Jamie Russell

Personal information
- Born: 23 April 1952 (age 74) Niagara Falls, Ontario, Canada
- Listed height: 6 ft 7 in (2.01 m)

Career information
- High school: Nelson High School (Burlington, Ontario)
- College: Colgate University (1971–1975) University of Waterloo (1975-76)
- Position: Power forward
- Number: 11

Career highlights
- CIAU Player of the Year (1976); CIAU First Team All-Canadian (1976); OUAA All-star (1976); OUAA Tournament MVP (1976);

= Jamie Russell =

Canadian basketball player and surgeon

James Russell (born 23 April 1952) is a Canadian basketball player, Olympian and a surgeon. His accomplishments include being the youngest starter for the Canadian men's national basketball team, performing well for Canada in multiple international tournaments, and being named the Canadian university ("CIAU") MVP in 1976. After his basketball career, Russell distinguished himself in the field of general surgery.

==International career==
Russell played for the Canadian national team from 1972 to 1979. At age 20, he was the youngest starter for the national team.

Russell represented Canada in the 1976 Olympic games. Canada performed well in these Olympics, finishing fourth overall. This and the 1984 Olympics constitute the only occasions in the last 90 years in which Canada has competed for an Olympic medal in basketball. Russell performed well in this tournament, being Canada's 4th leading scorer with 10 ppg and Canada's third leading rebounder with 5 rbg.

Russell represented Canada in many additional international tournaments. Russell played in the 1972 Pre-Olympic Tournament where he was Canada's fourth leading scorer. Russell then competed in the 1973 World Student Games, where Canada finished fourth overall. Russell also competed in the 1974 FIBA World Championship where he performed particularly well, being Canada's leading scorer with 14 ppg.

Russell also participated in the 1975 Intercontinental Cup. In this tournament, Canada achieved its first win against the Soviet Union in basketball, with Russell leading Canada with 26 points.

Russell played in the 1975 Pan American Games and then in the 1977 World Student Games, where Canada finished fourth.

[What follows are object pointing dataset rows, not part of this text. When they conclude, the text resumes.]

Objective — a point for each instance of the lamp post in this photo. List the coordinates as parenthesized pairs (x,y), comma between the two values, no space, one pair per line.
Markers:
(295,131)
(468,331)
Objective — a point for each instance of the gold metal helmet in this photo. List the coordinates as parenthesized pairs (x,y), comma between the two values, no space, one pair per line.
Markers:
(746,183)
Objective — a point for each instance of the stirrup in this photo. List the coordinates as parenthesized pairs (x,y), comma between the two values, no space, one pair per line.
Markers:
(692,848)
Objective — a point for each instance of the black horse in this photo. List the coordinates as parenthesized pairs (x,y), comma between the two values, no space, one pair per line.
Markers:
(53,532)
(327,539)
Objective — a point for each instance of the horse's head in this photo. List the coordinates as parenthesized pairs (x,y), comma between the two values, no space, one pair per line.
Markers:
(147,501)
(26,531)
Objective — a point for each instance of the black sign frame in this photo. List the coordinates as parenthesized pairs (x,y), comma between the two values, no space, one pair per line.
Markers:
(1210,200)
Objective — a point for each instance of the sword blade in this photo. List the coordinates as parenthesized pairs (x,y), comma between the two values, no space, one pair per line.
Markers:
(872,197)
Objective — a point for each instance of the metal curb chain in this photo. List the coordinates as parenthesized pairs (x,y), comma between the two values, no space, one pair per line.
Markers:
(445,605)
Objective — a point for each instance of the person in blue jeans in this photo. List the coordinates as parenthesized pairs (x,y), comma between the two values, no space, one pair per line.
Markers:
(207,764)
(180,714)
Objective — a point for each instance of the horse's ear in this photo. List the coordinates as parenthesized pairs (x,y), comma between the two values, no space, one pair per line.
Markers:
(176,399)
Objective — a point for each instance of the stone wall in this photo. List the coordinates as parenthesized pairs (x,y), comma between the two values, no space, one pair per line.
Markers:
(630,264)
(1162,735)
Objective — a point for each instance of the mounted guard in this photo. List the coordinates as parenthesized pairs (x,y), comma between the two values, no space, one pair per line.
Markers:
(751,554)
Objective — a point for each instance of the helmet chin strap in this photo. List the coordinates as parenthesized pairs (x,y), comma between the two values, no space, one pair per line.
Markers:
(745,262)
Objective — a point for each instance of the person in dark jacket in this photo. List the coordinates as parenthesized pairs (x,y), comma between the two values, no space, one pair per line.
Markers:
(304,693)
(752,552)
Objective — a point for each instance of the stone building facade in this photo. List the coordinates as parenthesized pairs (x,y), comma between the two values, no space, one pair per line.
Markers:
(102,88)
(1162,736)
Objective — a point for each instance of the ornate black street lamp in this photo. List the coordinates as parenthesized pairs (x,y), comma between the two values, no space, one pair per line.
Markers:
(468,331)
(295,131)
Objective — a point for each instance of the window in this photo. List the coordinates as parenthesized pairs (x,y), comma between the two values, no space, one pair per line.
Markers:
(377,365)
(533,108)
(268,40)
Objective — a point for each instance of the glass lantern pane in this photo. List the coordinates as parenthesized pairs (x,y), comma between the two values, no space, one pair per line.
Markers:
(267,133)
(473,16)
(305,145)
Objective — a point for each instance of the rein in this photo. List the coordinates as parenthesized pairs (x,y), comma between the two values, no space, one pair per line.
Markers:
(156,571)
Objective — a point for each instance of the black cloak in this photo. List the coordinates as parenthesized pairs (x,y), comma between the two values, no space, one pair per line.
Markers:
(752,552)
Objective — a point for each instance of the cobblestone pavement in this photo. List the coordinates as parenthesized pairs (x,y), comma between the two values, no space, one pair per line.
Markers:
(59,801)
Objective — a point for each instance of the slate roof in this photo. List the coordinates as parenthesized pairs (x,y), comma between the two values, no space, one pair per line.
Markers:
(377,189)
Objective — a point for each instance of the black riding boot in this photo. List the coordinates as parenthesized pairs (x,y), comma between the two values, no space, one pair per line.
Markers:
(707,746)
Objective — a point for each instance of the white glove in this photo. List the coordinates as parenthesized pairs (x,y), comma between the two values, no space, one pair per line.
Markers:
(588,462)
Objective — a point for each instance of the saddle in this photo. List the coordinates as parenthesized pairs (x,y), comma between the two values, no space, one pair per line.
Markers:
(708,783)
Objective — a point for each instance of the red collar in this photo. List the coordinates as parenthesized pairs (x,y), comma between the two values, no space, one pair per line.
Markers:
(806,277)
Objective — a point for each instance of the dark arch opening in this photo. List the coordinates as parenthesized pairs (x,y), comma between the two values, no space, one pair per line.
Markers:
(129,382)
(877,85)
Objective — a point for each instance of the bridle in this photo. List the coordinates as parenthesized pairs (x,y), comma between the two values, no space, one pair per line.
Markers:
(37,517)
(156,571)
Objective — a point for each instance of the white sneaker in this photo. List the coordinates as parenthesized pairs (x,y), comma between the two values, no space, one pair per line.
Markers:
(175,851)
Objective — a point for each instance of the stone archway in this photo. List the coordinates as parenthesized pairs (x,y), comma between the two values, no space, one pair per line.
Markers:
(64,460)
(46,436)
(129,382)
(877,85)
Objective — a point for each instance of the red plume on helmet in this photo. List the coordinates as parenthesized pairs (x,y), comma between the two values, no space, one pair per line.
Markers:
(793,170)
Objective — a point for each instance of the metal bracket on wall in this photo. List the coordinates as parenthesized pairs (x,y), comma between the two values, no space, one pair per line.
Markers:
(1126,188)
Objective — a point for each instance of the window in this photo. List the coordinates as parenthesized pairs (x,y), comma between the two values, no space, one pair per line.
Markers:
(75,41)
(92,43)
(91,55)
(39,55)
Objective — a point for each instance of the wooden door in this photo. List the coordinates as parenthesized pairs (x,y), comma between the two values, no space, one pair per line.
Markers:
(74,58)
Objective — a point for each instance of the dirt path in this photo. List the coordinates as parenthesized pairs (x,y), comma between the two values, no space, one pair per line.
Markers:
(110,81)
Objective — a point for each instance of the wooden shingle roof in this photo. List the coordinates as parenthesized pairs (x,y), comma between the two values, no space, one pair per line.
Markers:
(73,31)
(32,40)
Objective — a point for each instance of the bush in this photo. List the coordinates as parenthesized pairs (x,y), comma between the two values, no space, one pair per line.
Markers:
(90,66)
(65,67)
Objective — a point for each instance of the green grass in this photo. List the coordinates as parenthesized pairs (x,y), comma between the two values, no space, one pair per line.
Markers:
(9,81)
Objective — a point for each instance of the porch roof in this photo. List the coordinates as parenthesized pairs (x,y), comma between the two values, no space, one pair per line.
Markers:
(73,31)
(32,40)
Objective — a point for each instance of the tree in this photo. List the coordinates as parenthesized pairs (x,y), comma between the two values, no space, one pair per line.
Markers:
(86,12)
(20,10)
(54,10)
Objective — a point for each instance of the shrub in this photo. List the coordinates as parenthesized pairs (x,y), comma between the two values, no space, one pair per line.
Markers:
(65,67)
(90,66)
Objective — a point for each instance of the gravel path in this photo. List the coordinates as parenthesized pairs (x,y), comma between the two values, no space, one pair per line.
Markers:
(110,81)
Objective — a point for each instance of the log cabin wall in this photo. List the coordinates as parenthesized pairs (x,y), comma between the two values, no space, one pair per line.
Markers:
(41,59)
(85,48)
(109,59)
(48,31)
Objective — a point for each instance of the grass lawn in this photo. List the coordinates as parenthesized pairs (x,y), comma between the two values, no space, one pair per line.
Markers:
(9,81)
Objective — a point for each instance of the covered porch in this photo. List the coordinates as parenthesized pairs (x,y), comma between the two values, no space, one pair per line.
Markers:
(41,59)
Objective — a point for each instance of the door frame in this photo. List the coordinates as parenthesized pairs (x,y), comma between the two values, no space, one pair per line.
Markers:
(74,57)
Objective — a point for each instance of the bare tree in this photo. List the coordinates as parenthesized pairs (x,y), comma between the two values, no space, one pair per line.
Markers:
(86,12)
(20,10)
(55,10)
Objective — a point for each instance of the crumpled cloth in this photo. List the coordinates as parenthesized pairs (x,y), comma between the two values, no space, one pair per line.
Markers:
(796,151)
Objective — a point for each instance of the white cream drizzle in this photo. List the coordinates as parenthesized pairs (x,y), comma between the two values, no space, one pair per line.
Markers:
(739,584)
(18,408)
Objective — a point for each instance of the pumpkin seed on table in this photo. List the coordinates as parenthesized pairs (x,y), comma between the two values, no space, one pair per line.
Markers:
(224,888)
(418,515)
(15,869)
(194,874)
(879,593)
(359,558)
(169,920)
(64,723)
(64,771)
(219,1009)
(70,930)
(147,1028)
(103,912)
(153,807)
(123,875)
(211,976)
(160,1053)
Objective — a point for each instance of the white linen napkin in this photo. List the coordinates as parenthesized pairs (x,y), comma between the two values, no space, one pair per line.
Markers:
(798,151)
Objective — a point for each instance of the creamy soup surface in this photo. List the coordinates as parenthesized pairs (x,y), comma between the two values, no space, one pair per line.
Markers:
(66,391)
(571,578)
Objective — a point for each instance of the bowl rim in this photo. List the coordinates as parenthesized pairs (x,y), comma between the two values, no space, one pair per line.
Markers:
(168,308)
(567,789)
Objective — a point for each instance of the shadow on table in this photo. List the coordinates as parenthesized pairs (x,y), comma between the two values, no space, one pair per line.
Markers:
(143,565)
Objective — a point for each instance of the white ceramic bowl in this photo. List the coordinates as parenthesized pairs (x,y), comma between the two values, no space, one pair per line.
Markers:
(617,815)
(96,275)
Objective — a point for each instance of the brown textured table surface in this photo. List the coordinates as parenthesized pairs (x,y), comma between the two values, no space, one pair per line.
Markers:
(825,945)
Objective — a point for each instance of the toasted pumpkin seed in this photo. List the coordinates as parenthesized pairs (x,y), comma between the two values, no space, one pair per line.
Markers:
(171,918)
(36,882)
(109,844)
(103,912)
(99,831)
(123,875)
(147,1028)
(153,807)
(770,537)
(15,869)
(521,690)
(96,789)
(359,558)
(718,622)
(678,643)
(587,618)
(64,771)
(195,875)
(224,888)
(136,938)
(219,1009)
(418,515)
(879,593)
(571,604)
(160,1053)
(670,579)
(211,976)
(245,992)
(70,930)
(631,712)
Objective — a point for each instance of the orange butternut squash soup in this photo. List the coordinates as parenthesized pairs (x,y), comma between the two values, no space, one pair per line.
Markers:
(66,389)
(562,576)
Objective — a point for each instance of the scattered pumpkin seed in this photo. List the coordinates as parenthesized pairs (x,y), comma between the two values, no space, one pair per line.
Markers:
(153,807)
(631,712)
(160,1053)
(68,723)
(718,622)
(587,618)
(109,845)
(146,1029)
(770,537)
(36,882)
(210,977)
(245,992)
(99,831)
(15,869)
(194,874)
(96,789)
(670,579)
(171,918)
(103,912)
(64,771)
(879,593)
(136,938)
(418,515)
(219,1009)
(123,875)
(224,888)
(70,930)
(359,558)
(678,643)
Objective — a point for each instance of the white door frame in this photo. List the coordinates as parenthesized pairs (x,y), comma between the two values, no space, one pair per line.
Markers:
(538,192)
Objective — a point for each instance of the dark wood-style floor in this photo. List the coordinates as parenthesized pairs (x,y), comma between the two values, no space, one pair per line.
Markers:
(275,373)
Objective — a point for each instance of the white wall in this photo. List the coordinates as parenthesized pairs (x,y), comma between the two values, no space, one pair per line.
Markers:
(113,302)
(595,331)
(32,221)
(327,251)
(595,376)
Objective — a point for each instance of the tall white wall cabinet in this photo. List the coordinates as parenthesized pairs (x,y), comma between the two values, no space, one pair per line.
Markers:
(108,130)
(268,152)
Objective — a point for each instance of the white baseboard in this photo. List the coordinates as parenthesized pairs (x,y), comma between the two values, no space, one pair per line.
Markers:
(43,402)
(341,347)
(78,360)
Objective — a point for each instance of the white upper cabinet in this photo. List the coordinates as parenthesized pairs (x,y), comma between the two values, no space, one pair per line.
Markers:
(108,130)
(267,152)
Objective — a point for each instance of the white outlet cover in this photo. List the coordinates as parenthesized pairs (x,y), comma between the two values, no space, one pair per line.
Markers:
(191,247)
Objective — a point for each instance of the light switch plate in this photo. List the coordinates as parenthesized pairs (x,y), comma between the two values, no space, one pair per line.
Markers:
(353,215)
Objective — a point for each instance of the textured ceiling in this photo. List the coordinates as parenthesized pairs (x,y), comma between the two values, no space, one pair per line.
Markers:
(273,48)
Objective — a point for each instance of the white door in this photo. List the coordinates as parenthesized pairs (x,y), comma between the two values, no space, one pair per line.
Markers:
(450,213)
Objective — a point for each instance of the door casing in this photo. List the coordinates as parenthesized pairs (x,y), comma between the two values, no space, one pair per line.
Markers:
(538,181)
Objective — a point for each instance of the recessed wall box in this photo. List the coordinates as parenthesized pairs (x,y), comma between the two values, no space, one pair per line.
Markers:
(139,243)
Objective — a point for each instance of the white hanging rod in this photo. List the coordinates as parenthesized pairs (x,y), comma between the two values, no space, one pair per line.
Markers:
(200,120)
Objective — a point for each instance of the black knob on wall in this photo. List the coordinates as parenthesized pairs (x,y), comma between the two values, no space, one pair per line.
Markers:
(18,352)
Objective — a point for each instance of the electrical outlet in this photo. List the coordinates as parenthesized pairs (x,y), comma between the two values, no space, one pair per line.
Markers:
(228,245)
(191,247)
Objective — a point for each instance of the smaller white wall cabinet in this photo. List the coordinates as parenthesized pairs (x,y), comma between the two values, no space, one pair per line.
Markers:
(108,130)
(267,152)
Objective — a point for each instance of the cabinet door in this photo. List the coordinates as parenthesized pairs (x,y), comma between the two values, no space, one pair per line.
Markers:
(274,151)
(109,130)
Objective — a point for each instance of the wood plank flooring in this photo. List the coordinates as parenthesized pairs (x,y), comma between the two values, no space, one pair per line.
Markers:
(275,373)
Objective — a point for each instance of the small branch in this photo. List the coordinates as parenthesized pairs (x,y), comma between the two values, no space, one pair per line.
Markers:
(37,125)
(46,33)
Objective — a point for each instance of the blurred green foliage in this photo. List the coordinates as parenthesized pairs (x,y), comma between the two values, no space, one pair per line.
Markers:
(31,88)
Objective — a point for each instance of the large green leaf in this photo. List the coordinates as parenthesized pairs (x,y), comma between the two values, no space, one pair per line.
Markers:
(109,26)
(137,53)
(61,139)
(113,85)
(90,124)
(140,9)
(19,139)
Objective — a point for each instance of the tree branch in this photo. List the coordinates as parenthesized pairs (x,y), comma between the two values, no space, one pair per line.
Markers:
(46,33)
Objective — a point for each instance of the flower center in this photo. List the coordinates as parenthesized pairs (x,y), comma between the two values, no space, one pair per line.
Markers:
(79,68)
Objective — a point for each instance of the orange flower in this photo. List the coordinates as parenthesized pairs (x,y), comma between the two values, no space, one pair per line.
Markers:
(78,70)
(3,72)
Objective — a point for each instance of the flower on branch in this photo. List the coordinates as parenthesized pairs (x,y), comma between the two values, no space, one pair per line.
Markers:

Russell also competed in the 1978 FIBA World Championship where Canada finished 6th overall, with Russell being Canada's fourth leading scorer with 8.9 ppg.

==University==
Before university, Russell played for Burlington Nelson High School, where he led the team to its first provincial championship.

Russell played for Colgate University from 1971-1975, where he was a starter for three years. Colgate is one of the most selective universities in the United States, which required strong academic performance by Russell prior to admission. Russell led the team in rebounds in each of his seasons at Colgate. In his freshman year, Russell averaged 22 points per game with a 63.7% field goal percentage. In his final season with Colgate, he was co-captain. During his time at Colgate, he scored 927 points and recorded 463 rebounds with a 52% field goal percentage.

In the 1975-76 season, Russell played a 5th year at the University of Waterloo. In 1976, Russell received the inaugural Mike Moser award as the CIAU male basketball player of the year. This year, he was also named a CIAU First Team All-Canadian, Ontario Universities Athletics Association ("OUAA") All-star and as the OUAA tournament MVP.

In this 1975-76 season, Russell led the Waterloo Warriors to a third-place finish in the CIAU tournament. He averaged 23.9 ppg, 10.3 rebounds per game with a 51.8% field goal percentage. He was also named as the MVP of the Naismith Classic as well as the Waterloo team MVP.

After his university career and while playing for the national team, Russell served as an assistant coach at McMaster University from 1976-78.

==Professional/Semi-Pro==
From 1976-82 and then from 1987–91, Russell was captain of the Toronto Estonia team in the Canada Senior Men's League, where he won 10 Ontario Basketball Association championships and two Canadian league championships.

==Post-career recognition==
Russell has been inducted into the Canada Basketball Hall of Fame (2000), the Ontario Basketball Hall of Fame (2019), the Colgate University Athletic Hall of Honor (1980) and the city of Burlington Sports Hall of Fame (2016). Also, the 1976 men's national team of which he was part was inducted into the Canada Basketball Hall of Fame (2007).

==Medical career==
Russell received his medical degree from McMaster University in 1979. He served as assistant coach at McMaster while completing his studies. He completed his residency at McMaster and his fellowship in surgery/critical care medicine at the Maryland Institute for Emergency Medical Services. He is board certified by the American College of Surgeons in Surgery and Surgical Care, a Fellow of the American College of Surgeon, a member of the American Society of General Surgeons and an instructor in Advanced Trauma and Life Support. He is also a clinical assistant professor at the University of Arizona.

==Personal life==
Russell was born and raised in Burlington, Ontario on 23 April 1952.